Once we have chosen our task, or our task has chosen us, it is our choice how we face it. Do we befriend our dragons? Learn to work with them? Or battle them to the death? Rosa has some very definite views on what the answer should be here. She's quite a pacifist in her own way.

She says it's like permaculture, choosing to make the world a better place by making everything work in harmony and designing fully functioning systems that support each other instead of being angry at bad guys.

This is not, however, the path that Ahab, the captain of the Pequod, chose.

He chose not only to harvest whales, but to devote his life to finding one particular whale, Moby Dick, the white whale who had taken his leg, and wreaking vengeance upon him. He sure is angry at what he perceives to be the Bad Guy.

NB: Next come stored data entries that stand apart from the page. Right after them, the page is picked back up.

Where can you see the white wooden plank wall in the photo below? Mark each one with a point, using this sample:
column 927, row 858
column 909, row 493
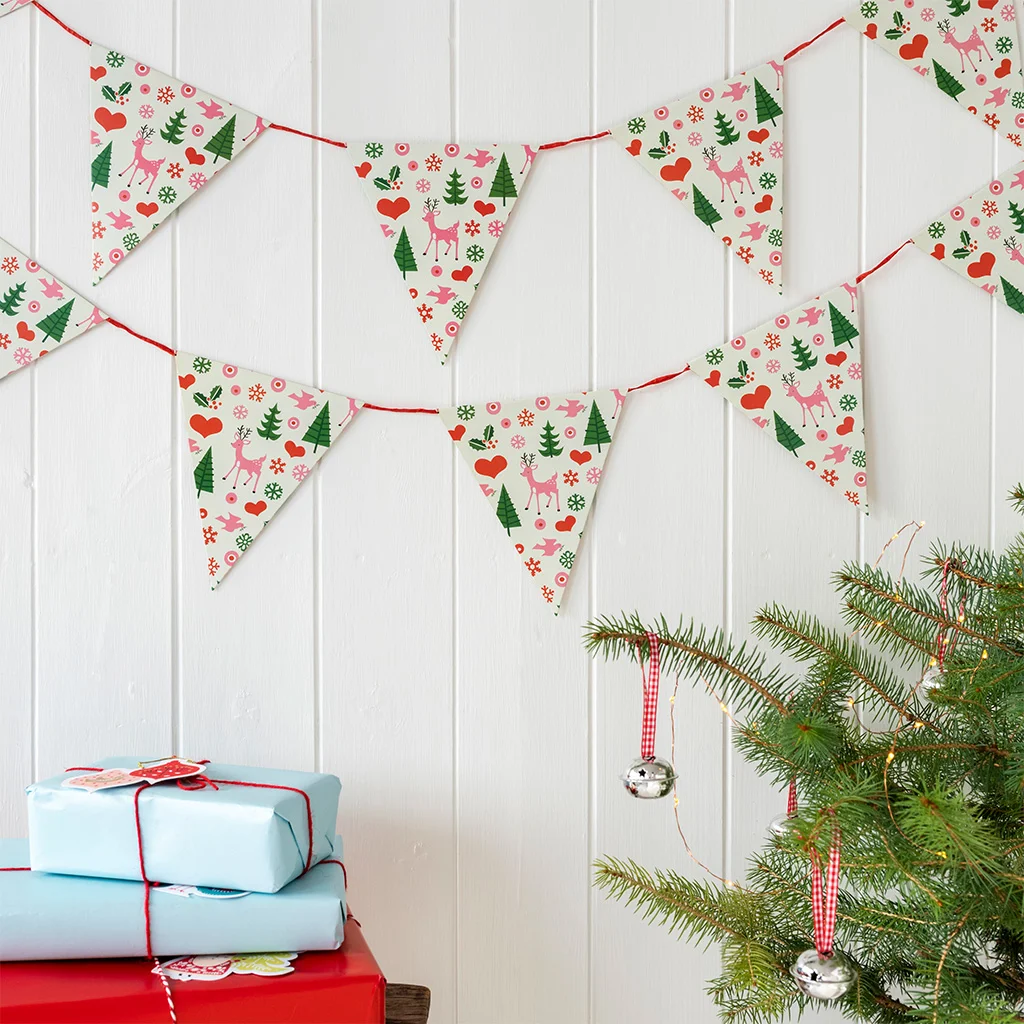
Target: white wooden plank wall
column 381, row 630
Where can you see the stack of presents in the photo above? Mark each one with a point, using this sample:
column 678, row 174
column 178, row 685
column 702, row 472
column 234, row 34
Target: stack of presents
column 183, row 891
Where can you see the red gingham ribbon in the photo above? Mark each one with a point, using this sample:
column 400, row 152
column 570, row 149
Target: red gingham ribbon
column 823, row 904
column 651, row 678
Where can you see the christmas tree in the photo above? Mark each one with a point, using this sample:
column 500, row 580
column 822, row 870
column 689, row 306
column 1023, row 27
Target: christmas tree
column 222, row 144
column 907, row 741
column 503, row 186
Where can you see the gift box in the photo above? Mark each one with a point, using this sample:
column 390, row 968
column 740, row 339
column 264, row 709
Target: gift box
column 58, row 916
column 344, row 985
column 219, row 833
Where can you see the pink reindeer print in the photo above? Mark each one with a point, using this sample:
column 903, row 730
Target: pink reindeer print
column 252, row 467
column 538, row 487
column 808, row 402
column 735, row 174
column 150, row 168
column 439, row 235
column 973, row 44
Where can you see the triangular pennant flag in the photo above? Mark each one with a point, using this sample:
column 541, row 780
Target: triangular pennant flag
column 719, row 151
column 156, row 141
column 37, row 311
column 968, row 49
column 252, row 438
column 441, row 210
column 539, row 462
column 983, row 238
column 799, row 379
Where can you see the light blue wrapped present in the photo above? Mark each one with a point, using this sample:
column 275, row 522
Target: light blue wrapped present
column 54, row 916
column 232, row 837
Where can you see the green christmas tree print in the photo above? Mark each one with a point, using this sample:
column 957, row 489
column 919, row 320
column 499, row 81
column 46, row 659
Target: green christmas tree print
column 765, row 104
column 705, row 210
column 455, row 193
column 503, row 186
column 101, row 167
column 507, row 514
column 786, row 436
column 203, row 473
column 403, row 254
column 270, row 425
column 843, row 330
column 725, row 130
column 173, row 131
column 803, row 355
column 597, row 431
column 12, row 298
column 222, row 144
column 549, row 440
column 318, row 433
column 54, row 325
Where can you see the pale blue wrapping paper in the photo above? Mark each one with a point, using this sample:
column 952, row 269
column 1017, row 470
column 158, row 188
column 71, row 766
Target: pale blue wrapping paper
column 232, row 838
column 56, row 916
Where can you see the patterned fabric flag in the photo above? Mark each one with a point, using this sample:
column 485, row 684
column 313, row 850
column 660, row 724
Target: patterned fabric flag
column 799, row 379
column 539, row 462
column 37, row 311
column 157, row 141
column 720, row 152
column 983, row 238
column 968, row 49
column 252, row 440
column 442, row 210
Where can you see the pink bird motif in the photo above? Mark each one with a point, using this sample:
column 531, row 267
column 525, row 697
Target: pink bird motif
column 51, row 289
column 548, row 546
column 571, row 408
column 211, row 110
column 480, row 159
column 303, row 400
column 121, row 220
column 441, row 295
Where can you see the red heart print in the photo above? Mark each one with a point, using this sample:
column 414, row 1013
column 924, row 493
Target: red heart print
column 758, row 399
column 982, row 267
column 392, row 208
column 676, row 171
column 205, row 427
column 110, row 121
column 491, row 467
column 914, row 49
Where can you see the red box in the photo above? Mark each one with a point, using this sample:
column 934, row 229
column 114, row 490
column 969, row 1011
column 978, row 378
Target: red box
column 344, row 986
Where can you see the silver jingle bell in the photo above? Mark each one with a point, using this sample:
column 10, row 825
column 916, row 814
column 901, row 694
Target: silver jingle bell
column 649, row 779
column 823, row 977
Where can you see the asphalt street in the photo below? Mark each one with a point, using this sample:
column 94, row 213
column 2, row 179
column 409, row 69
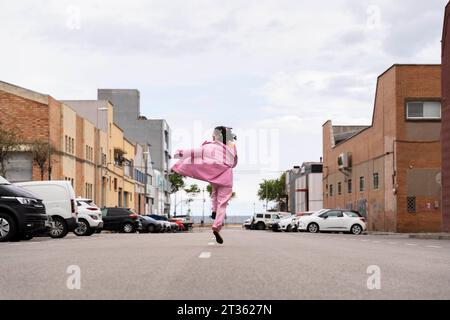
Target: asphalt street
column 249, row 265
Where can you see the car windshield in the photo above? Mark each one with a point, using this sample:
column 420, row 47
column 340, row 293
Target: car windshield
column 4, row 181
column 319, row 212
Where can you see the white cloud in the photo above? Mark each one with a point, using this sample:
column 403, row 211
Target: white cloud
column 257, row 64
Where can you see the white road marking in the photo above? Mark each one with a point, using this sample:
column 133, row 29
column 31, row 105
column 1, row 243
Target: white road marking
column 205, row 255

And if we choose to battle them head on, there is always the chance of catastrophic failure...



And after such a failure, we need a bit of alone time to reflect on what has happened. Our minds are a mess, torn apart, not fully functioning, distraught as we mourn our loss. We float alone in a sea of despair. And if we are lucky a passing ship will notice us, reach down to us, forgive the fact that we once rejected them, and haul us aboard where we can begin to piece ourselves back together again.



And this time we are a little older, a little wiser. And we more fully incorporate all our aspects into one beautiful, colourful, shimmering, iridescent whole.

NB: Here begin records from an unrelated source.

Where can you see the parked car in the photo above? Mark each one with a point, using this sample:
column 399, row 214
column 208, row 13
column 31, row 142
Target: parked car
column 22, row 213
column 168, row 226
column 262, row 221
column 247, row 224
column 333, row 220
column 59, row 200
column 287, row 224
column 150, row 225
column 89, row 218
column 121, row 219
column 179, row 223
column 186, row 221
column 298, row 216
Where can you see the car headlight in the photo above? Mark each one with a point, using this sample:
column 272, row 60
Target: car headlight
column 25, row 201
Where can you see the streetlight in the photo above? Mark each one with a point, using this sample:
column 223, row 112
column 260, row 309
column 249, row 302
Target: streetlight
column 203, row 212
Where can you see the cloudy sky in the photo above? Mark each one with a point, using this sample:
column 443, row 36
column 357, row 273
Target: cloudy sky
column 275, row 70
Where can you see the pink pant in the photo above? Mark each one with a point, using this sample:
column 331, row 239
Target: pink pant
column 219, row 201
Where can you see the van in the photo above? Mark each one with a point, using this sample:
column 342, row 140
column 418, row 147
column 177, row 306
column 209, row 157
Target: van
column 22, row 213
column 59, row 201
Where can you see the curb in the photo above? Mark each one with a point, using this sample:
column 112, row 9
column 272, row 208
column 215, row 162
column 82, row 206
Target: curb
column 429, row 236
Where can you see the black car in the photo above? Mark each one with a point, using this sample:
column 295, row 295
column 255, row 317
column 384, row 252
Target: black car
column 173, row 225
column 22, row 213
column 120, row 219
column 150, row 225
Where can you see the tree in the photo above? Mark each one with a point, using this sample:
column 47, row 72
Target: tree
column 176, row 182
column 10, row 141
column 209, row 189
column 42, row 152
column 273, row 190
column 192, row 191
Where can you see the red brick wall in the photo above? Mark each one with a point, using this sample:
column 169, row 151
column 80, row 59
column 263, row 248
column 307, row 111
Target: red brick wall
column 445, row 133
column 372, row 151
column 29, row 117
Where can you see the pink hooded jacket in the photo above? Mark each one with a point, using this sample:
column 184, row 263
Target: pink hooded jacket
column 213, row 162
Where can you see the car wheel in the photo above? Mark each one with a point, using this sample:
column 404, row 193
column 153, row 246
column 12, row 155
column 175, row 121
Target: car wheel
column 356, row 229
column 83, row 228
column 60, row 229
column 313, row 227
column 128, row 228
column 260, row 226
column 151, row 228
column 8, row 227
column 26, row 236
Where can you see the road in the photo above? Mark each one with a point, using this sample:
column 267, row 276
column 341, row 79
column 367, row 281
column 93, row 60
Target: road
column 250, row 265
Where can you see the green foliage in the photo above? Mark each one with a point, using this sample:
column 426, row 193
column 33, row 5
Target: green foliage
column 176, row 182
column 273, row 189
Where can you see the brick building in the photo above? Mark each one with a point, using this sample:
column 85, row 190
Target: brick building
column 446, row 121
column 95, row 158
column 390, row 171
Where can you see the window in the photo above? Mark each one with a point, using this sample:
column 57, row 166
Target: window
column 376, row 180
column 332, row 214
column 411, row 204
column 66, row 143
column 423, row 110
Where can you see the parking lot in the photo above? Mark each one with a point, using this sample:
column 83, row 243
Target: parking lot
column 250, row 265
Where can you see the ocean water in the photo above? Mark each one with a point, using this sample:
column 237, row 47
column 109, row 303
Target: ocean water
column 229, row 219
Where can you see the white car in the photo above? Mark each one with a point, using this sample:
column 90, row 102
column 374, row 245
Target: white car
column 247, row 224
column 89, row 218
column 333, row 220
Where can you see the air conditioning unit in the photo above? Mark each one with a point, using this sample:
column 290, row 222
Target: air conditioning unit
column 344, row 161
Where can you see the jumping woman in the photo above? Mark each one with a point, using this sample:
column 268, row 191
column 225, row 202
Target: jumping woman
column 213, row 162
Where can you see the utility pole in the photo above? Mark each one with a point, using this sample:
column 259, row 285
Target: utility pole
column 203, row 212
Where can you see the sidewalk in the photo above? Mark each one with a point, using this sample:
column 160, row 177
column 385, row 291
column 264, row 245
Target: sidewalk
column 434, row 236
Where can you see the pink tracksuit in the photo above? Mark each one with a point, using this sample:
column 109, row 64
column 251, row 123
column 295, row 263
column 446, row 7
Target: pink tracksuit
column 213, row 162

Spot, the chameleon, has joined Rosa in her voyage of exploration into personal development and approves mightily of the analogies involving colour. She is a bit older than Rosa and understands that all the colours are important, and also that we need to display different aspects of ourselves at different times, especially as we move through life's stages. Chameleons know about such things...

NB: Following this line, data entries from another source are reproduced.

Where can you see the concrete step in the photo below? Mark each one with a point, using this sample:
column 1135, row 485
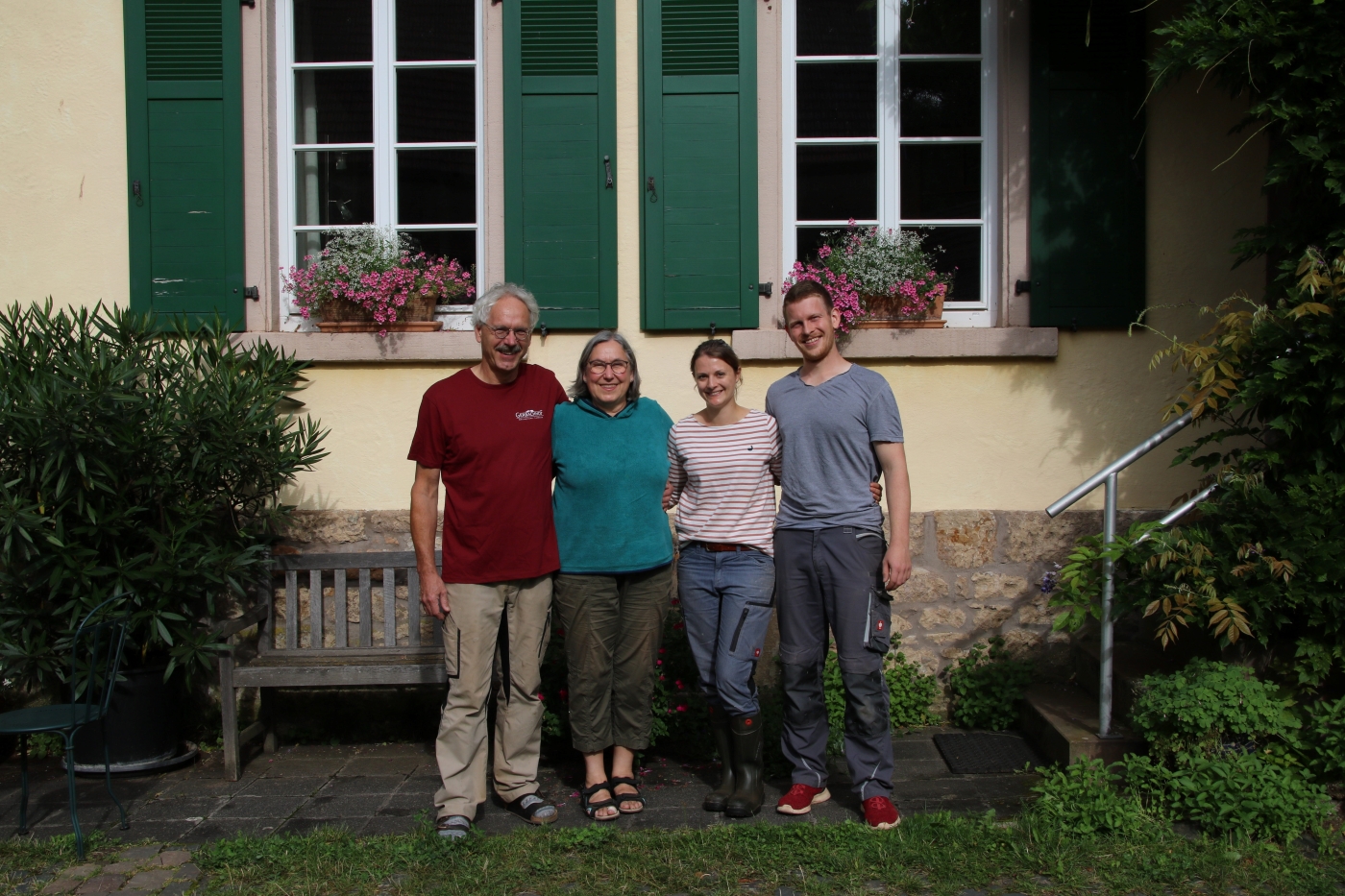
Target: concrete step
column 1062, row 721
column 1130, row 664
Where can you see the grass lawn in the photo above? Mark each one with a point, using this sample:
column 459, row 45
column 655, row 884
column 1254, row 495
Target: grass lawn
column 928, row 855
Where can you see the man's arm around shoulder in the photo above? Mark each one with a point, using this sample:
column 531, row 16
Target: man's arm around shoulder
column 896, row 564
column 424, row 519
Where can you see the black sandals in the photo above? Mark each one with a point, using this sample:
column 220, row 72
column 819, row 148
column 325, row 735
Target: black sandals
column 627, row 798
column 591, row 805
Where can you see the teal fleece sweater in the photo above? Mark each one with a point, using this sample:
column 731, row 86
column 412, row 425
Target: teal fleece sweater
column 609, row 476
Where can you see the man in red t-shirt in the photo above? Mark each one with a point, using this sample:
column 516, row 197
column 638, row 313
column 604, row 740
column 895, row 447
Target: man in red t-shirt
column 487, row 433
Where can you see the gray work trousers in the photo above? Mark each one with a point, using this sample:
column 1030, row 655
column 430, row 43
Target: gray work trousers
column 833, row 579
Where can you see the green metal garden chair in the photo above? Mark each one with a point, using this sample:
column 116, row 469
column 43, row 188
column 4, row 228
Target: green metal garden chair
column 94, row 662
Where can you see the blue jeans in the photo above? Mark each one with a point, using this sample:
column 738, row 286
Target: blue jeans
column 726, row 599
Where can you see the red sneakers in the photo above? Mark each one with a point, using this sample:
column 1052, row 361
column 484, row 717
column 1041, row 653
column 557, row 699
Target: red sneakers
column 878, row 812
column 800, row 798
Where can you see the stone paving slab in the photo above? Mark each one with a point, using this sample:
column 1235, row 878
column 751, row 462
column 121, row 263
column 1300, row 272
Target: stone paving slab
column 389, row 788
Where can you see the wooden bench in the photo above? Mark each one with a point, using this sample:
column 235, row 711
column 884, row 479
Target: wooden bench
column 306, row 646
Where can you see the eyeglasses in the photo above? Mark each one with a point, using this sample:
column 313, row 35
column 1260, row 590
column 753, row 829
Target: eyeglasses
column 501, row 334
column 619, row 368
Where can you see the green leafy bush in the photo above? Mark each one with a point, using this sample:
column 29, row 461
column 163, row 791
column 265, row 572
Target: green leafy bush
column 1206, row 705
column 141, row 462
column 1324, row 739
column 1085, row 801
column 988, row 687
column 1241, row 795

And then Rosa shuffled awkwardly and admitted that all the dragons had got together and sent off for a new friend for me to help me learn to navigate my vessel appropriately through the next phase of my life, and face my next major challenge. My own 'white whale'.



Except she's not white, though I hardly think that really matters. And I have no idea how to communicate with her. Though the dragons have promised to help me figure it out. I'm sure that between us all we can befriend her and learn from her and have many adventures together.

And that, after all, is probably what the story is all about. Isn't it?